Was Sie im Strafrecht beachten sollten:
Im Strafverfahren gilt es, zum frühestmöglichen Zeitpunkt auf das Ermittlungs-verfahren Einfluss zu nehmen. Hier können Weichen gestellt werden, ob das Verfahren fortgeführt oder aber aufgrund sachgemäßer Klärung eingestellt wird. Für eine Anklageerhebung reicht schon ein sogenannter hinreichender Tatverdacht. Dies bedeutet eine überwiegende Wahrscheinlichkeit (50,01%) für eine Verurteilung in der Hauptverhandlung. Tatsächlich enden weniger als 5% der Verfahren, bei denen es eine Hauptverhandlung gibt, mit einem Freispruch.
Auch Fristen sind unbedingt zu beachten. Gegen einen Strafbefehl kann lediglich binnen zwei Wochen ab Zustellung Einspruch eingelegt werden. Gegen ein Urteil kann Berufung bzw. Revision nur innerhalb einer Woche eingelegt werden. Dies im Unterschied zu anderen Rechtsgebieten, wo weit längere Fristen gelten.

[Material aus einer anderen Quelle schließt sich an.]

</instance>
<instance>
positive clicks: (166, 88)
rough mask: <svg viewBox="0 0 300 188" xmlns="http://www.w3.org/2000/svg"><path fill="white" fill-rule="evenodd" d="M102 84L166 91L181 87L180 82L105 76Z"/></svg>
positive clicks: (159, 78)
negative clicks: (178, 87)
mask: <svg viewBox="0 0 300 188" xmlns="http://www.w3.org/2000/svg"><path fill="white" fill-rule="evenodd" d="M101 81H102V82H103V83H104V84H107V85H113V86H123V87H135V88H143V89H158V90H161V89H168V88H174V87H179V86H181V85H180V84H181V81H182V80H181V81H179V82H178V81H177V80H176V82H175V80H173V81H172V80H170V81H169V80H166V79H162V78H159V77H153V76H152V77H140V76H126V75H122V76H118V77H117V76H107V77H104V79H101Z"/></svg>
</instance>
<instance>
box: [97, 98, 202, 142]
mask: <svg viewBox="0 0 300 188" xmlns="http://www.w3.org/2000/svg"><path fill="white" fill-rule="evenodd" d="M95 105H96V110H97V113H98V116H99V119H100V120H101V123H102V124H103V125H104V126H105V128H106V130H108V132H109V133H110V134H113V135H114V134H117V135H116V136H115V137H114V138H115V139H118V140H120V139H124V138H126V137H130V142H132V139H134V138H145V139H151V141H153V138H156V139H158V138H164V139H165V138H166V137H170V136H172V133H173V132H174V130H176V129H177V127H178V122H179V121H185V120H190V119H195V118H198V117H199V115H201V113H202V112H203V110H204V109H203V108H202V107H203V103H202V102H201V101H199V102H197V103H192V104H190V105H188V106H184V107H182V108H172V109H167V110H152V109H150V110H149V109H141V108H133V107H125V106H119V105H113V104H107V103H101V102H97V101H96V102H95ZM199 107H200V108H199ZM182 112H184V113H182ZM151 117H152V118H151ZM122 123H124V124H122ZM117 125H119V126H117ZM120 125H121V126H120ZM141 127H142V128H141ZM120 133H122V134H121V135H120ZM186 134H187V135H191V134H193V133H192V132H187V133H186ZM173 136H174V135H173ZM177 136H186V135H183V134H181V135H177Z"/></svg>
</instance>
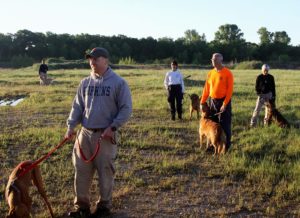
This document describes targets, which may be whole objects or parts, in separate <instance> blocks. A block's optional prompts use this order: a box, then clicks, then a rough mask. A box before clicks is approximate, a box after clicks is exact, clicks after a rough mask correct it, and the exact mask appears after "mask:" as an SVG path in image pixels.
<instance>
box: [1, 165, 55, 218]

Was Sie bei einer Kündigung beachten sollten:
Wenn sich der Arbeitnehmer gegen eine Kündigung,
Änderungskündigung oder Befristung wehren will, muss grundsätzlich
innerhalb einer kurzen Frist ab Zugang der fristlosen oder fristgemäßen
Kündigung oder ab Ende der Befristung Klage beim Arbeitsgericht
eingereicht werden. Eine Kündigung gilt als zugegangen, wenn sie in den
Herrschaftsbereich des Arbeitnehmers gelangt, also ihm oder Mitbewohnern
übergeben wird oder in den Briefkasten eingeworfen wird. Das gilt auch
dann, wenn der Arbeitnehmer im Urlaub oder sonst abwesend ist und die
Kündigung erst später vorfindet. Nach Ablauf der kurzen Frist kommt nur
noch ein Antrag auf Zulassung einer verspäteten Klage in Betracht. Bei
Fristversäumnis besteht daher das Risiko, dass das Arbeitsverhältnis
beendet ist.
Arbeitgeber sollten eine Kündigung zeitig oder
gründlich vorbereiten, um die Un- wirksamkeit der Kündigung und damit
den Fortbestand des Arbeitsverhältnisses sowie die
Gehaltszahlungspflicht zu vermeiden.